En el camino, he ido descubriendo retazos de la vida del Almásy verdadero, en sus propios libros (Nadadores en el desierto, With Rommel’s Army in Lybia) y en otros (Lybian Sands y Sand, Wind & War de su colega-enemigo Bagnold, el monumental Operation Salam, de Gross, Rolke y Zboray), en biografías que van apareciendo (la mejor la de John Bierman, The secret life of Lászlo Almásy, the real english patient) o en hallazgos casuales (la relación con Orde Wingate, la posible con Paddy Leigh Fermor y con Otto Skorzeny). Y vivo mi almasianismo como un culto, una devoción y un sacerdocio.
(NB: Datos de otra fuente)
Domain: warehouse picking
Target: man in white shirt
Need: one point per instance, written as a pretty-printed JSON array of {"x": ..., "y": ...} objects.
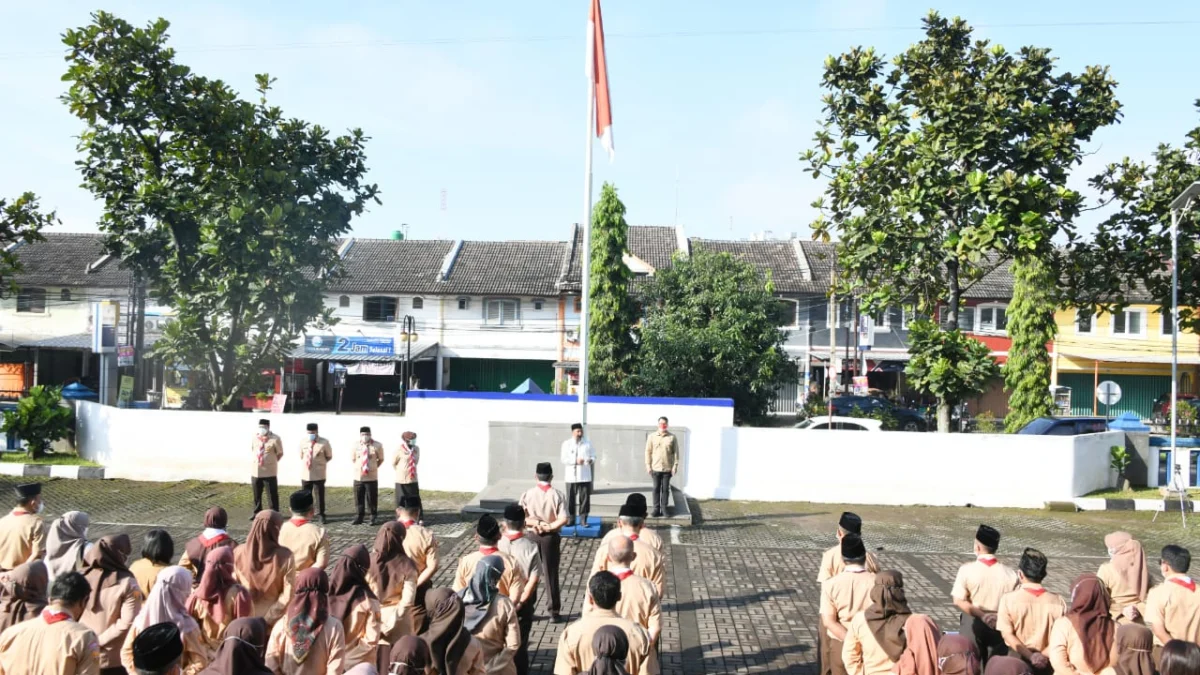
[{"x": 577, "y": 457}]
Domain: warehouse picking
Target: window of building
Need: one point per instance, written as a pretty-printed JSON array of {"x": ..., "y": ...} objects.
[
  {"x": 31, "y": 300},
  {"x": 502, "y": 311},
  {"x": 379, "y": 308}
]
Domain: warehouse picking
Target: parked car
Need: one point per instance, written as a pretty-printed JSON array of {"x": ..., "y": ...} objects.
[
  {"x": 1065, "y": 425},
  {"x": 841, "y": 423},
  {"x": 906, "y": 419}
]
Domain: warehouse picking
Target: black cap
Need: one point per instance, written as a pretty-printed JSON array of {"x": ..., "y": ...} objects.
[
  {"x": 487, "y": 527},
  {"x": 157, "y": 647},
  {"x": 851, "y": 523},
  {"x": 515, "y": 513},
  {"x": 301, "y": 501},
  {"x": 988, "y": 536},
  {"x": 852, "y": 547}
]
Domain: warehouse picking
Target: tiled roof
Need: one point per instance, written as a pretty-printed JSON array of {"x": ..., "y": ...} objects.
[{"x": 63, "y": 260}]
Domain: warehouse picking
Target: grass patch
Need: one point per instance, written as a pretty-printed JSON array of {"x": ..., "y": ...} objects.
[{"x": 55, "y": 460}]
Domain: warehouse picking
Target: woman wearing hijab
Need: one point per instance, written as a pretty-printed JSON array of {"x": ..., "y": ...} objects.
[
  {"x": 167, "y": 603},
  {"x": 1084, "y": 639},
  {"x": 958, "y": 655},
  {"x": 875, "y": 639},
  {"x": 214, "y": 536},
  {"x": 217, "y": 601},
  {"x": 455, "y": 651},
  {"x": 115, "y": 598},
  {"x": 491, "y": 617},
  {"x": 307, "y": 640},
  {"x": 611, "y": 647},
  {"x": 353, "y": 603},
  {"x": 1126, "y": 577},
  {"x": 265, "y": 568},
  {"x": 23, "y": 595},
  {"x": 243, "y": 651},
  {"x": 393, "y": 577},
  {"x": 67, "y": 543}
]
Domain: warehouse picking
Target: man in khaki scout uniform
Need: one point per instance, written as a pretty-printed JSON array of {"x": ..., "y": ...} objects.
[
  {"x": 843, "y": 596},
  {"x": 54, "y": 643},
  {"x": 267, "y": 451},
  {"x": 661, "y": 463},
  {"x": 23, "y": 531},
  {"x": 640, "y": 601},
  {"x": 575, "y": 652},
  {"x": 1173, "y": 608},
  {"x": 307, "y": 541},
  {"x": 315, "y": 454},
  {"x": 977, "y": 591},
  {"x": 1027, "y": 614},
  {"x": 367, "y": 458},
  {"x": 832, "y": 562},
  {"x": 545, "y": 517}
]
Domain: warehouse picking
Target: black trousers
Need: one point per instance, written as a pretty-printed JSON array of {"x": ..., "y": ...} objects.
[
  {"x": 369, "y": 489},
  {"x": 579, "y": 494},
  {"x": 661, "y": 490},
  {"x": 273, "y": 489},
  {"x": 318, "y": 491}
]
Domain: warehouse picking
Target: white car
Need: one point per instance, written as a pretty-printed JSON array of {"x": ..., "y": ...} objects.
[{"x": 841, "y": 423}]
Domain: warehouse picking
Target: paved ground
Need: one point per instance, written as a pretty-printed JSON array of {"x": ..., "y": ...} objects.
[{"x": 742, "y": 592}]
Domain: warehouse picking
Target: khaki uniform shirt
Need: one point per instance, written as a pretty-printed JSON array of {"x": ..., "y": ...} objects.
[
  {"x": 313, "y": 458},
  {"x": 119, "y": 605},
  {"x": 663, "y": 452},
  {"x": 373, "y": 457},
  {"x": 575, "y": 652},
  {"x": 511, "y": 580},
  {"x": 846, "y": 595},
  {"x": 832, "y": 563},
  {"x": 544, "y": 506},
  {"x": 327, "y": 656},
  {"x": 983, "y": 585},
  {"x": 499, "y": 635},
  {"x": 1176, "y": 609},
  {"x": 271, "y": 447},
  {"x": 1030, "y": 616},
  {"x": 36, "y": 647},
  {"x": 307, "y": 542},
  {"x": 22, "y": 538}
]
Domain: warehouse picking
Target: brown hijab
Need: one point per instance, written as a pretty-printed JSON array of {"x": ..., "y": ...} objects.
[
  {"x": 105, "y": 565},
  {"x": 888, "y": 613},
  {"x": 1135, "y": 645},
  {"x": 1089, "y": 613},
  {"x": 261, "y": 560}
]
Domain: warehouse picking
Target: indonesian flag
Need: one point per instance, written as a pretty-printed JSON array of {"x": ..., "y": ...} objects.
[{"x": 598, "y": 77}]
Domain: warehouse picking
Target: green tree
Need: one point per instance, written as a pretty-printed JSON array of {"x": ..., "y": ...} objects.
[
  {"x": 953, "y": 157},
  {"x": 229, "y": 210},
  {"x": 711, "y": 330},
  {"x": 1032, "y": 327},
  {"x": 611, "y": 348}
]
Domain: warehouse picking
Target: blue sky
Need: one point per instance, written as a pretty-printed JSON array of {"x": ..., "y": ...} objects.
[{"x": 477, "y": 109}]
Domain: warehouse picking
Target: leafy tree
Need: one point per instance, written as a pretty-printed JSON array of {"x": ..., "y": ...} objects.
[
  {"x": 1031, "y": 326},
  {"x": 949, "y": 364},
  {"x": 953, "y": 157},
  {"x": 229, "y": 210},
  {"x": 711, "y": 330},
  {"x": 39, "y": 419},
  {"x": 611, "y": 350}
]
En una ocasión, fui hasta el Museo de Arte de Ponce, en Puerto Rico, para contemplar el maravilloso cuadro El rey Candaules (1859), de Gérôme, que plasma el famoso episodio de esa historia de Heródoto en la que la reina del monarca se desnuda ante el escondido lugarteniente de su marido a instancias de este y que Katharine narra en un momento central del libro y de la película lleno de dobles significados. ¡Hasta escribí el prólogo de la edición en catalán de El paciente inglés! (“Del amor y otros desiertos”).
La verdad, pensaba que lo tenía superado. Pero ha sido volver a ponerme las antiparras y el gorro de vuelo (en sentido figurado y literal), para el bolo en el Ateneo, y oye, volver a dar vueltas sobre el Mar de Arena acunado por la nana de Marta Sebastyen (Szerelem, Szerelem) y escudriñando fogonazos entre las dunas anaranjadas. Me temo que es algo crónico.
Tras dos horas largas de hablar en un estado de intoxicación romántica, caí en la cuenta de que tenía público. Fue como salir de un sueño o una caminata por el desierto sin sombrero. Al menos la gente estaba con los ojos muy abiertos. Cené algo con Pendlebury y Khun de Prorok, es decir con Ángel Carlos y Jorge —que me regaló muy generosamente el guion editado de El paciente inglés, un tesoro— y me marché a las tantas sin un destino fijo (ya era muy tarde para el Ave y me había olvidado de reservar un hotel). La noche en Madrid era oscura, ancha y solitaria. Y la mochila, a rebosar de libros y enriquecida con una botella de vino húngaro Tokay que me habían suministrado, pesaba un congo. Pero yo lo único que deseaba era caminar por una tierra sin mapas. Y paladear mi reencontrada pasión. “Morimos con un rico bagaje de amantes y tribus, sabores que hemos gustado, cuerpos en los que nos hemos zambullido y que hemos recorrido a nado como si fueran ríos de sabiduría, personajes a los que hemos trepado como si fuesen árboles, miedos en los que nos hemos ocultado como cuevas”, recité. Y añadí en una invocación final mientras me tragaba la noche como la arena al ejército fantasma de Cambises: “Deseo que todo esto esté inscrito en mi cuerpo cuando muera”.